Strategic decisions must be made when it comes to implementing potential programs in different countries and contexts, according to Stewart.
“Our next step is to calculate the benefits [versus] costs of distributing small quantity lipid-based nutrient supplements through one or more national programs,” Stewart said. “We have already begun this next phase of the project and hope to be able to share those results soon.”
Nonetheless, Stewart said that this intervention moves the dial on multiple Sustainable Development Goal targets and reaffirms the three pillars of the UN Global Strategy for Women’s, Children’s and Adolescents’ health.
According to an article published by UC Davis, this study was supported by the Bill & Melinda Gates Foundation.

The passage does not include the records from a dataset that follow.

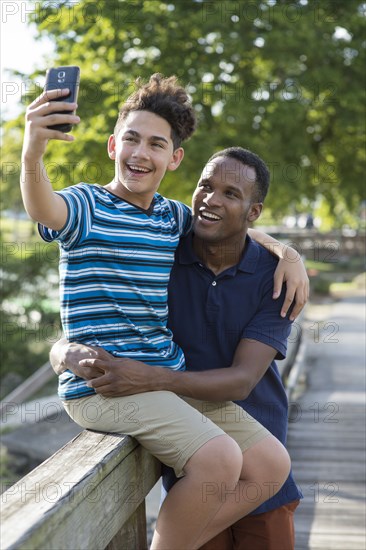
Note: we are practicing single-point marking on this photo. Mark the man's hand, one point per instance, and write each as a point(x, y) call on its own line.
point(120, 376)
point(291, 270)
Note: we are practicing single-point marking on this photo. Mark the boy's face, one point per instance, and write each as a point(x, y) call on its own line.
point(143, 151)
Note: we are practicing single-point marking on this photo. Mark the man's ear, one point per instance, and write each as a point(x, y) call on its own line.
point(255, 211)
point(176, 159)
point(112, 147)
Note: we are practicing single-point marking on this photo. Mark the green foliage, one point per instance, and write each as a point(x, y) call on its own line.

“Driven by the vision that all women and children have the nutrition they need to live healthy and productive lives, the foundation invests in nutrition to reduce preventable deaths and improve maternal and child health — empowering individuals, families, and communities to achieve their full potential,” the media relations team at the Bill & Melinda Gates Foundation said via email.
One way this vision manifests itself is through this project.
“SQ-LNS is one of those solutions we have supported and for which the results are powerful,” the media relations team at the Bill & Melinda Gates Foundation said. “The significant impact of SQ-LNS on reducing the incidence of stunting, wasting, underweight and anemia in children is a strong outcomes by any measure—and that’s in addition to the potential for a 27% reduction in all-cause mortality in children aged 6 to 24 months.”